Mercredi, 27 civils et trois soldats ont été tués dans les violences, selon l'Observatoire syrien des droits de l'Homme (OSDH).

Douze civils ont notamment été tués et des dizaines blessés dans le bombardement par les forces régulières du quartier de Masaa al-Tayaran à Hama, selon cette ONG.

«Le pilonnage a eu lieu à 18h15 (11h15 heure du Québec) et a détruit de nombreuses maisons» de ce quartier populaire, a déclaré via Skype le militant local Abou Ghazi, ajoutant: «de nombreuses victimes sont restées sous les gravats».

Un habitant, également joint via Skype, a évoqué une situation «dramatique», avec un bilan amené à augmenter.

Une vidéo publiée par des militants sur YouTube montre ce qui semble être des maisons réduites en gravats et des habitants cherchant à mains nues d'éventuels survivants.

Ce pilonnage est intervenu alors que deux observateurs de l'ONU chargés de surveiller le cessez-le-feu sont basés à Hama.

Au total, 15 observateurs se trouvent actuellement en Syrie, selon un responsable de l'équipe de l'ONU, Neeraj Singh.

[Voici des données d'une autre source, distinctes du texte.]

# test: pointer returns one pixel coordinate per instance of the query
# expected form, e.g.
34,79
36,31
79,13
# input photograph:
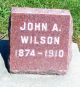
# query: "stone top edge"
27,10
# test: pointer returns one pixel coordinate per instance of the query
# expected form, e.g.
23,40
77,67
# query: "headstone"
40,40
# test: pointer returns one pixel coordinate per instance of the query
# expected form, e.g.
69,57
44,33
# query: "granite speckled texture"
40,63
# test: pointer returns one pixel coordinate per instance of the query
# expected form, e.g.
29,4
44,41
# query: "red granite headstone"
40,40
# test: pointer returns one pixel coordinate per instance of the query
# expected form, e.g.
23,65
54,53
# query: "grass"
72,5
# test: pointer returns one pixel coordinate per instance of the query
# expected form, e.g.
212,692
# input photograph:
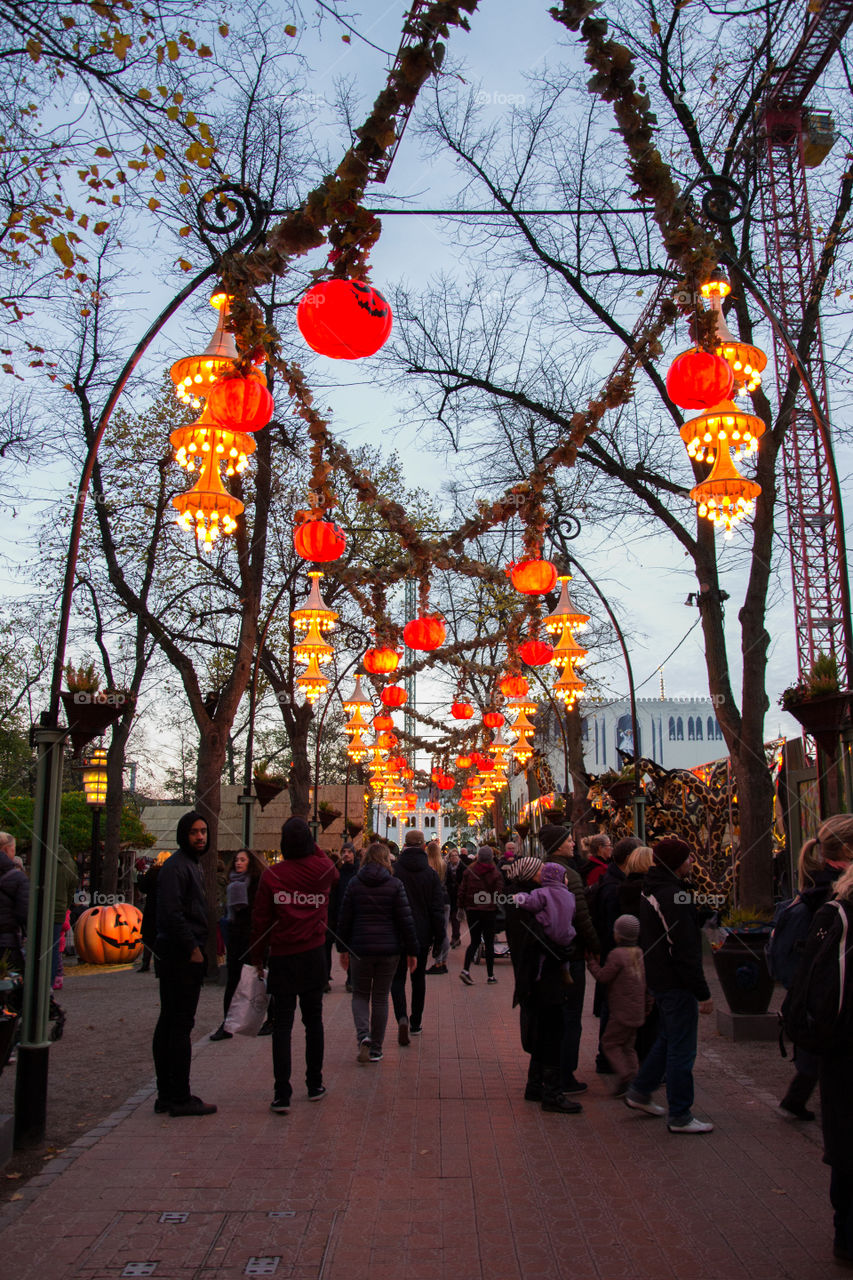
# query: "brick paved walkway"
429,1165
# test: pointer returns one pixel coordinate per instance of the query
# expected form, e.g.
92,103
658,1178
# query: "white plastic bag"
247,1008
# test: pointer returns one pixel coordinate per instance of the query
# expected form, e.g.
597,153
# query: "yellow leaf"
63,250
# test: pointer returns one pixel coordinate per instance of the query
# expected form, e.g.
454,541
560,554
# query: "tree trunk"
114,805
211,758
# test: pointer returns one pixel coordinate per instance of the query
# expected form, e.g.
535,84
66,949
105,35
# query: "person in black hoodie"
427,901
671,942
179,965
375,926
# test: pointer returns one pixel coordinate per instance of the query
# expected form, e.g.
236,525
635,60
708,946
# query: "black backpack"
817,1011
792,922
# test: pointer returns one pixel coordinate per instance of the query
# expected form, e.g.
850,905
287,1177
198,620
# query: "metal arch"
724,202
228,209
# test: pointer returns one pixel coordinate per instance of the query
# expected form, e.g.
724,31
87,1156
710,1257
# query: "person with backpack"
792,924
817,1015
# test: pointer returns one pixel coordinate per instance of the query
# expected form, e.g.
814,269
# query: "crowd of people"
625,915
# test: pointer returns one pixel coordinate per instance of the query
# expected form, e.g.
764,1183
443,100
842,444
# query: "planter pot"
742,969
90,714
824,717
267,791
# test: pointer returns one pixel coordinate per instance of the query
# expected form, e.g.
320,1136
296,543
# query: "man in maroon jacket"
288,922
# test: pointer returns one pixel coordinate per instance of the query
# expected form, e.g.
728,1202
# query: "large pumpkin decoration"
381,662
425,632
343,319
109,935
319,540
240,403
514,686
395,695
698,379
536,653
533,577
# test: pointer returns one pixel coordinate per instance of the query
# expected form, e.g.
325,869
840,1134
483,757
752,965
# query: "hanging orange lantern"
319,540
725,497
241,403
381,662
343,319
698,379
393,695
425,632
533,576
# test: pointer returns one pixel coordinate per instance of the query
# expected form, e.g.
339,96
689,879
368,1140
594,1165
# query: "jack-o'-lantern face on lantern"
109,935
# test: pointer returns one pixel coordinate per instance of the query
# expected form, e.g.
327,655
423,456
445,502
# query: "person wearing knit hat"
288,920
557,845
628,1002
671,942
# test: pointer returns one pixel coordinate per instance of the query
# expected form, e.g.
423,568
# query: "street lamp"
95,789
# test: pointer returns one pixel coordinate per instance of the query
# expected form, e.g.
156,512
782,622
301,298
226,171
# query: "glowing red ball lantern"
698,379
241,403
533,577
395,695
536,653
343,319
319,540
381,662
425,632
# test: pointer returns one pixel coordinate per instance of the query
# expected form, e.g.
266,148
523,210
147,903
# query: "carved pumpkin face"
343,319
109,935
319,540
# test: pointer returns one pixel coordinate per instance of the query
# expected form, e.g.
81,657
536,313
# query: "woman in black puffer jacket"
375,926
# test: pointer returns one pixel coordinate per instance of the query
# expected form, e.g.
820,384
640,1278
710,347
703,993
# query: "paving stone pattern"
430,1166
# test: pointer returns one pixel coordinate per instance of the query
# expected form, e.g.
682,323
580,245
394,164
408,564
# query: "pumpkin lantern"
319,540
381,662
109,935
240,403
425,632
534,653
698,379
533,576
343,319
393,695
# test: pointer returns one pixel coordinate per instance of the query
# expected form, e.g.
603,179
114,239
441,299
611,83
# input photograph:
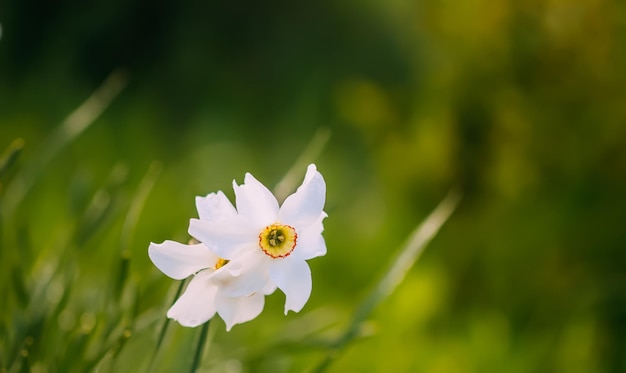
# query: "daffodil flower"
203,297
267,244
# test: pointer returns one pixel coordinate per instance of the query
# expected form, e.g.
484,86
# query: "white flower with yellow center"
271,243
203,297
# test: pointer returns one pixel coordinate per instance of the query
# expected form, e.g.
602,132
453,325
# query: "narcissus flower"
203,297
268,242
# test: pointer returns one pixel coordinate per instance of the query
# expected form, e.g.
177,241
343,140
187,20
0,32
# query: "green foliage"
520,104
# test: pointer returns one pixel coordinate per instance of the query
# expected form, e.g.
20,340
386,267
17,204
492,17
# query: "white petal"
256,202
306,204
240,309
179,261
245,275
214,206
197,304
310,242
225,237
293,277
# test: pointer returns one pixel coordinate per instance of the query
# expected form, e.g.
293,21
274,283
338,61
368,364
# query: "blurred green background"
520,104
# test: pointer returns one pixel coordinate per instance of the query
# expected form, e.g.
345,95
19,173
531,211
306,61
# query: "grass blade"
418,240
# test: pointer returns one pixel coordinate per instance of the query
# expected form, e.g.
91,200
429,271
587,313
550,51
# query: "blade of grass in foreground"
288,183
394,275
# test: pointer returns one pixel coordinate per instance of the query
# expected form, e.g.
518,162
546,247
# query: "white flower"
203,297
267,244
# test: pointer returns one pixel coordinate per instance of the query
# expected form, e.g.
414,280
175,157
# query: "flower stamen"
278,240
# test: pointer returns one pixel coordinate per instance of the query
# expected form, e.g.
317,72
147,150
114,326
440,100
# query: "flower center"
278,240
220,263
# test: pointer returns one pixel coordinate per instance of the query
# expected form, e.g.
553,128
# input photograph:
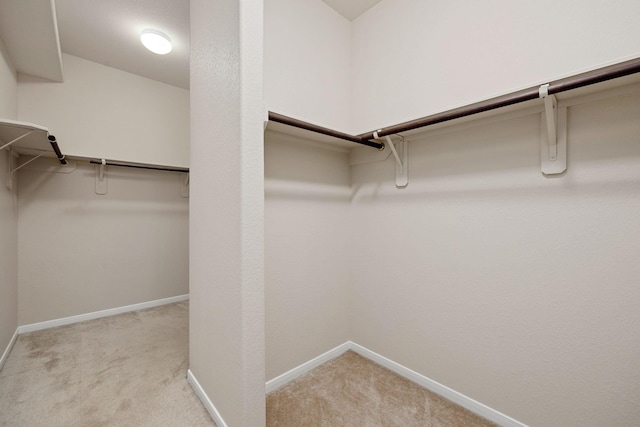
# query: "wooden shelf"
28,139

Le chef des opérations de maintien de la paix de l'ONU, Hervé Ladsous, a indiqué pour sa part que 100 des 300 observateurs prévus par la résolution 2043 du Conseil de sécurité de l'ONU seraient déployés dans le pays dans un mois, dont 30 d'ici la fin de la semaine.

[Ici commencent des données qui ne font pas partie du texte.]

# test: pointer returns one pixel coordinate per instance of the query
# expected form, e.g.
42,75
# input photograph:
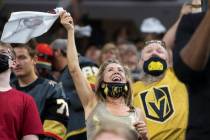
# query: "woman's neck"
114,101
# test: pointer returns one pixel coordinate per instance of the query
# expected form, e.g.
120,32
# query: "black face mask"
114,90
155,66
4,63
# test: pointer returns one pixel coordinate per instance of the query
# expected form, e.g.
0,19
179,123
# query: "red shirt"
18,115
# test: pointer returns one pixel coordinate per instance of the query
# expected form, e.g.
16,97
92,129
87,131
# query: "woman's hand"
67,21
141,128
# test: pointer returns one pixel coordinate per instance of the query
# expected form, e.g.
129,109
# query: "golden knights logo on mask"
157,104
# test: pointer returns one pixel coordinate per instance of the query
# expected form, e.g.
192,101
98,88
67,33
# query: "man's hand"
67,21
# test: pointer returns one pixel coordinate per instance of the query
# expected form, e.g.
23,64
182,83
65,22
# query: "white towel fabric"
24,25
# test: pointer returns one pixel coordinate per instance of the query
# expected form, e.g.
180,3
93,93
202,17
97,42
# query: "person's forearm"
72,54
196,53
169,37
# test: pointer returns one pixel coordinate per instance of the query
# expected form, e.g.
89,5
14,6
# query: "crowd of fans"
154,86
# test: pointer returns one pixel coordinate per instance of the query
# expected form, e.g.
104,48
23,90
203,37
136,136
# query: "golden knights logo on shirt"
157,103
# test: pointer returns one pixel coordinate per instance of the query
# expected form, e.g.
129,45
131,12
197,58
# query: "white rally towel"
24,25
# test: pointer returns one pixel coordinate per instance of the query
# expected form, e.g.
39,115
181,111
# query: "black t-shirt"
198,82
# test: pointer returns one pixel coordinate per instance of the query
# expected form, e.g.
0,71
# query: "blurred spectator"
115,131
151,28
19,118
49,96
76,125
109,51
121,35
93,53
192,66
130,59
170,35
44,60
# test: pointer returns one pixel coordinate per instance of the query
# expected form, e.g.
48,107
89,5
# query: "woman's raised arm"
83,88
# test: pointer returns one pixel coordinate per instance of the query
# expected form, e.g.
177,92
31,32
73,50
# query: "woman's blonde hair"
100,79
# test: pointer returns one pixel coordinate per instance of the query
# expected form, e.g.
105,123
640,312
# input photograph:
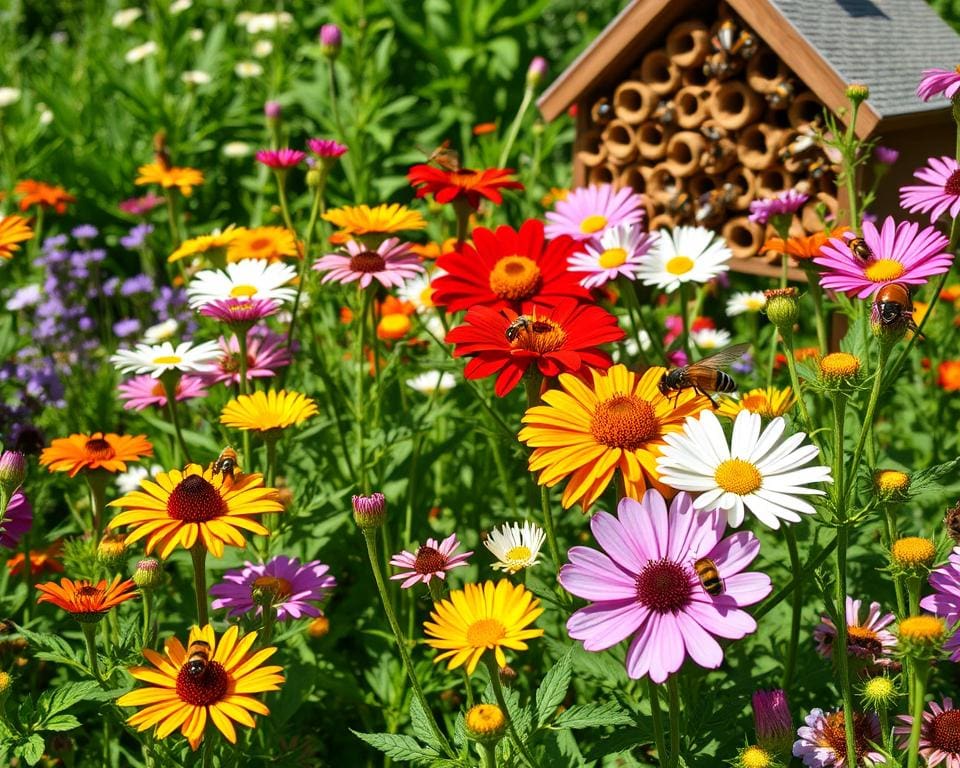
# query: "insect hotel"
704,107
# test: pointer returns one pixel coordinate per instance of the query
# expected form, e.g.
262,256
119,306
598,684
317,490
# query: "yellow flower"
480,618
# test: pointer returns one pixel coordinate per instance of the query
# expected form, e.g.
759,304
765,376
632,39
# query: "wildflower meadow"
340,427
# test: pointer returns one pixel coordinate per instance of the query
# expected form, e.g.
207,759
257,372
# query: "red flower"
446,186
560,339
506,268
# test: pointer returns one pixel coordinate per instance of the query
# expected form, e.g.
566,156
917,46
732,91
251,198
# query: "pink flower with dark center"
940,193
643,584
431,561
141,392
901,253
390,264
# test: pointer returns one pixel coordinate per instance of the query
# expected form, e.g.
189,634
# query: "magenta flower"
586,213
937,81
939,734
940,194
17,521
292,587
280,159
643,584
432,560
390,264
141,392
902,253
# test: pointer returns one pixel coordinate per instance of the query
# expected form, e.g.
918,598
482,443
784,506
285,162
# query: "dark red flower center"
664,586
195,500
205,687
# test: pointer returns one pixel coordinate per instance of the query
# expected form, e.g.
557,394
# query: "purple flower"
289,586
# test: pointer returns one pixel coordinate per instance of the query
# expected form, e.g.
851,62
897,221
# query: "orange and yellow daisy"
195,505
13,231
85,601
168,177
100,450
480,618
381,219
186,690
617,420
268,412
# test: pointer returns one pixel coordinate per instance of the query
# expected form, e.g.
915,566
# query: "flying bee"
704,376
198,657
709,576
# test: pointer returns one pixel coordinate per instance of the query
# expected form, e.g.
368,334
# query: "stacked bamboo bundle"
709,122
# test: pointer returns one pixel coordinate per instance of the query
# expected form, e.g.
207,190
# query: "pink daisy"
390,264
141,392
940,194
902,253
937,81
643,584
939,734
589,211
822,741
266,353
868,640
432,560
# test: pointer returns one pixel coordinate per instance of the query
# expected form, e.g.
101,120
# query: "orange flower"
45,195
84,600
97,451
13,231
167,177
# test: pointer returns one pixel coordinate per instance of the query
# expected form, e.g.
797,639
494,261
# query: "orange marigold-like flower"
97,451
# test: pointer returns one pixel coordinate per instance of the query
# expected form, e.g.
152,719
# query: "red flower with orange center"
561,339
505,268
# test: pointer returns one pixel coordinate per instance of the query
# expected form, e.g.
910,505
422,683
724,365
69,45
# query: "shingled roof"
828,43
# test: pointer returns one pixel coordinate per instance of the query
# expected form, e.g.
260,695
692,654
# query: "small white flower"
516,547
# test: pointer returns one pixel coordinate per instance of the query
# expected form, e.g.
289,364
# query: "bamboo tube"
633,102
757,146
733,105
743,236
652,140
683,153
620,141
660,72
688,43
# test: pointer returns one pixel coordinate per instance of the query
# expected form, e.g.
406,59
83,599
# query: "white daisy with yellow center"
756,471
516,546
684,255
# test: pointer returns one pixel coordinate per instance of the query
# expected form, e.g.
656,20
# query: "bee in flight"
704,376
198,657
709,576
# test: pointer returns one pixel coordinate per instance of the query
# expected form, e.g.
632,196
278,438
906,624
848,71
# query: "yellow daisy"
587,431
482,617
206,680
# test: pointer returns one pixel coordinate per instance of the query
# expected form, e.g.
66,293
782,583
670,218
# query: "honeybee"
709,576
704,376
198,657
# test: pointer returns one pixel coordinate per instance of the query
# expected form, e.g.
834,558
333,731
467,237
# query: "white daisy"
161,358
756,472
245,279
515,546
684,255
620,253
746,301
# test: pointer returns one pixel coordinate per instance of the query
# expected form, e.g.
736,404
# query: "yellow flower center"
738,476
882,270
485,633
515,278
624,421
679,265
593,224
613,258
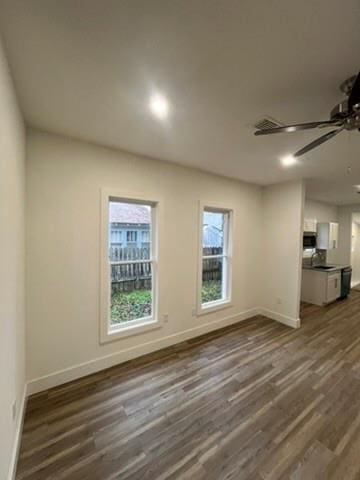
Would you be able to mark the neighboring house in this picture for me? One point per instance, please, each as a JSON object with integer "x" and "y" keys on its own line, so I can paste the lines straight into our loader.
{"x": 129, "y": 225}
{"x": 212, "y": 230}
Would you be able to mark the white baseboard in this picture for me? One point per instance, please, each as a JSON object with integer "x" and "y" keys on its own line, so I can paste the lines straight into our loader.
{"x": 95, "y": 365}
{"x": 289, "y": 321}
{"x": 18, "y": 432}
{"x": 92, "y": 366}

Le général norvégien Robert Mood, qui avait négocié avec le régime syrien le déploiement des 30 premiers observateurs, sera nommé vendredi à la tête de la Mission de supervision de l'ONU en Syrie (MISNUS), d'après des diplomates.

Selon Salman Shaikh, directeur du Centre Brookings à Doha, «la communauté internationale continue de pousser en faveur de cette mission car c'est actuellement le plus petit dénominateur commun entre toutes les parties».

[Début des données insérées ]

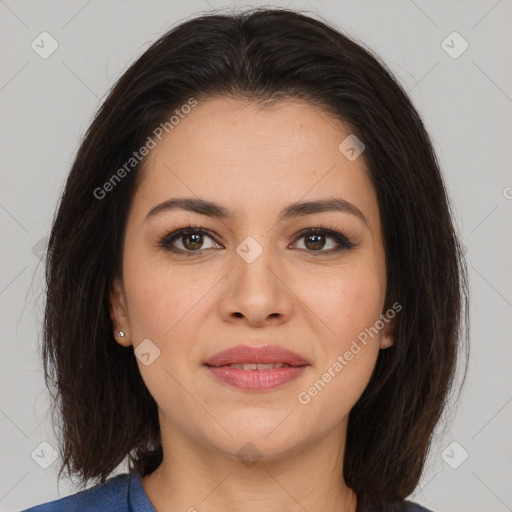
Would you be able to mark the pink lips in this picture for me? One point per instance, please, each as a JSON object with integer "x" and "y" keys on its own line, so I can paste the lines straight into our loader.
{"x": 254, "y": 379}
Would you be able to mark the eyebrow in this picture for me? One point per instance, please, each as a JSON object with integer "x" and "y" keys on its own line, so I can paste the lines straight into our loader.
{"x": 294, "y": 210}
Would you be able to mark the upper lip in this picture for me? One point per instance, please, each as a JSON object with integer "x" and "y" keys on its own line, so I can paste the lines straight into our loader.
{"x": 256, "y": 354}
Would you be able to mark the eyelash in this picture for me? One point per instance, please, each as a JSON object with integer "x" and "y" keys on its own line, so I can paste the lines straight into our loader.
{"x": 343, "y": 242}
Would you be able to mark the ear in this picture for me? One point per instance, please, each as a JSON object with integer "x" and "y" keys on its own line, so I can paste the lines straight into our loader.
{"x": 387, "y": 339}
{"x": 119, "y": 313}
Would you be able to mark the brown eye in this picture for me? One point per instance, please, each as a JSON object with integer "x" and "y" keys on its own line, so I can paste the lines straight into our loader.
{"x": 324, "y": 241}
{"x": 187, "y": 240}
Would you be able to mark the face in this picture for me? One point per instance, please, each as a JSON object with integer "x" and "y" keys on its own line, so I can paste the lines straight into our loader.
{"x": 254, "y": 277}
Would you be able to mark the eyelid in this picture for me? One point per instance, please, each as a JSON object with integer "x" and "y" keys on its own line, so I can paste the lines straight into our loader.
{"x": 343, "y": 242}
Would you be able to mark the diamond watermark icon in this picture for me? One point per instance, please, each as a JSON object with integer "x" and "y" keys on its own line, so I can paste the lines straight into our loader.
{"x": 44, "y": 455}
{"x": 454, "y": 45}
{"x": 44, "y": 45}
{"x": 351, "y": 147}
{"x": 249, "y": 249}
{"x": 454, "y": 455}
{"x": 147, "y": 352}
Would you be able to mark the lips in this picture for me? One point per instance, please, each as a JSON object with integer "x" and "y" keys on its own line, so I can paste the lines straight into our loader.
{"x": 251, "y": 357}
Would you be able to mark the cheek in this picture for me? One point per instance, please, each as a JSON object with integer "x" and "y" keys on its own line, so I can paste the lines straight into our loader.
{"x": 346, "y": 301}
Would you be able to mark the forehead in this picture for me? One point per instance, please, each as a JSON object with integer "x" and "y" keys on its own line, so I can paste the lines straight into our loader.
{"x": 253, "y": 158}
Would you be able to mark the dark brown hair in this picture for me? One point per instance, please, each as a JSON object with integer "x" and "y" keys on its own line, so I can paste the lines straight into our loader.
{"x": 105, "y": 411}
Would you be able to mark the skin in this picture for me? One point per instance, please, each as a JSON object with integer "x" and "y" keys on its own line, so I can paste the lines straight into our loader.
{"x": 255, "y": 161}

Mais, a-t-il déploré, «personne n'a le courage d'affirmer clairement qu'il n'y a pas de cessez-le-feu», ajoutant: «je ne vois pas comment on peut continuer à prétendre ou espérer que les observateurs de l'ONU apporteront la paix».

Le chef de l'ONU Ban Ki-moon devrait admettre qu'il ne faut «pas attendre de miracle» de leur mission, a-t-il souligné.

D'après des militants, les forces de sécurité ont délibérément pris ces derniers jours pour cibles des civils qui avaient approché des observateurs, harcelant, arrêtant et tuant même certains d'entre eux.

Sur le plan diplomatique, la Ligue arabe a convoqué jeudi une réunion extraordinaire des ministres des Affaires étrangères pour examiner notamment le dossier syrien.

Les violences en Syrie ont fait plus de 11 100 morts en plus de 13 mois d'une révolte populaire qui s'est peu à peu militarisée face à la répression, selon l'OSDH.